Joking aside, winning a World Cup takes more than just the most talented 23 players. It requires navigation past a grueling qualifying schedule followed by preparations for the tournament itself. Then, the competition forces near perfection, as one single mistake can cost a team a match and any chance at glory. Unsurprisingly, the man on the touchline is under intense scrutiny at all times. Since the first World Cup, fans wondered what is the right type of manager to win a World Cup. At least, what kind of manager can not falter with the most talented squad.
Journalist Chris Evans explores these topics and more in the book How To Win the World Cup: Secrets and Insights from International Football’s Top Managers. Drawing on numerous interviews with managers and soccer knowledgeable people, Evans does not definitively answer questions but provides perspectives on how the successful managers navigated this intense tournament.
How to Win the World Cup book
Logically the book is organized chronologically by World Cup cycle. You begin with the most basic question – how is international management different from club managing. Then, you dive into qualification. Evans does talk about what it is like managing the world’s lowest ranked countries. Those countries’ World Cup dreams are simply to not lose by double digits. That topic, however, is covered extensively elsewhere. The book progresses through qualifications with stops on important topics like managing the roster, managing the players and how to address team controversy.
The book ends with the most fundamental question. Why has only one person won two World Cups as a manager? Rather, what makes winning the World Cup so hard to repeat as an accomplishment? Drawing on Spain under del Bosque, Evans does an excellent job laying out the reasons why winning the World Cup is so impossible even for the current holders.

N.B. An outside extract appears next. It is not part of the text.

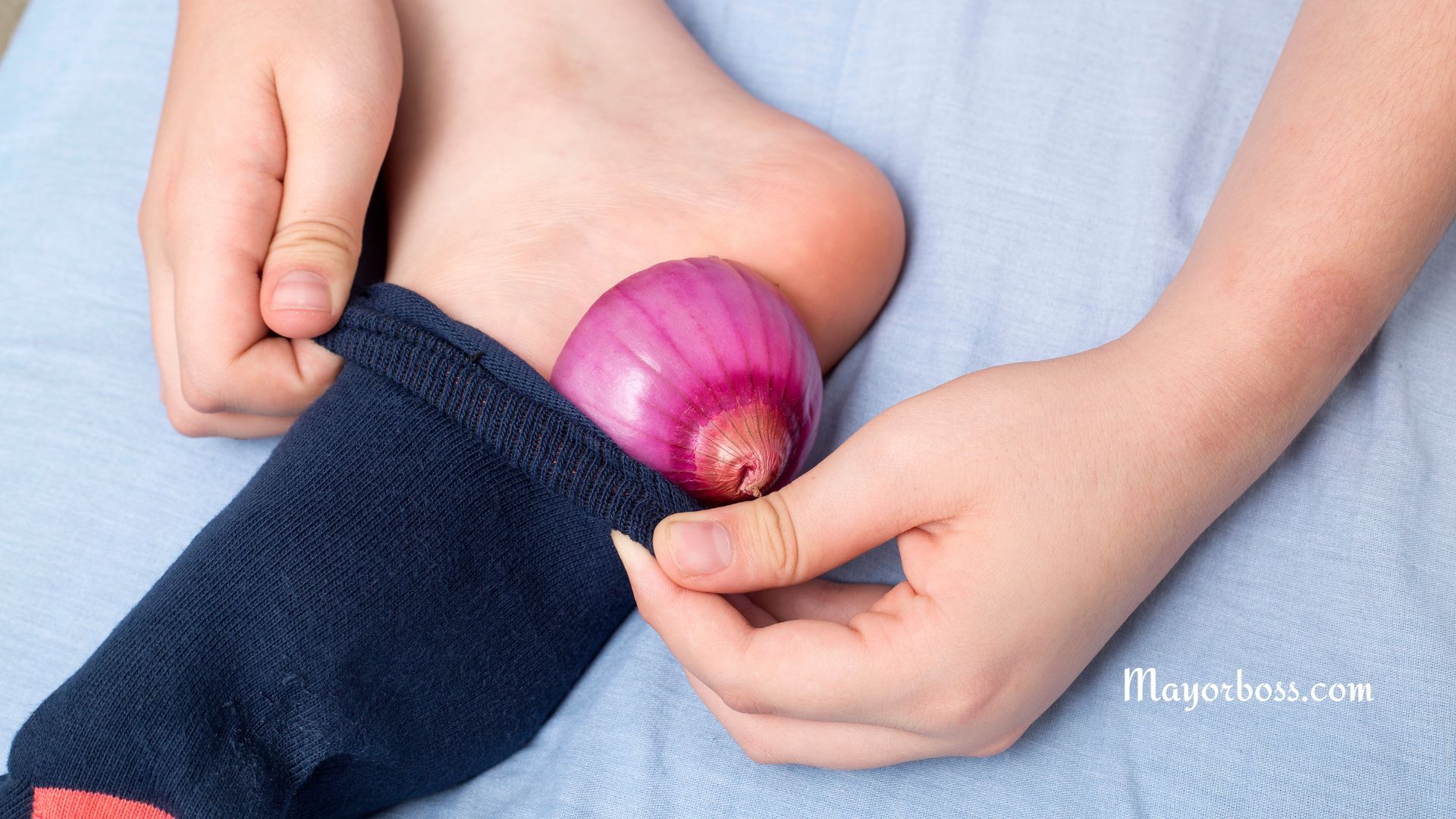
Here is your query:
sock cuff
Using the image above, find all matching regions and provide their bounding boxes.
[316,284,701,547]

The biggest takeaway from this book is everything has to go right for a country to win a World Cup. Talent is important, but not having the right manager at the right time is equally important. Evans drives this point home by speaking with some big name managers. Also, he includes insight from knowledgeable people in and around the game. This book is why long-time journalists can make good authors. They know who and how to interview.
2022 World Cup
The 2022 World Cup is rapidly approaching. This book fits the times as fans ready for the tournament in Qatar.
Normally, I do not recommend everyone going out and picking up a specific book, but like the right World Cup manager, sometimes you have the right resource at the right time. Whoever hoists the trophy this winter in Qatar, this book will give a guide as to how the manager was able to do it – or at least how he could have failed to do so.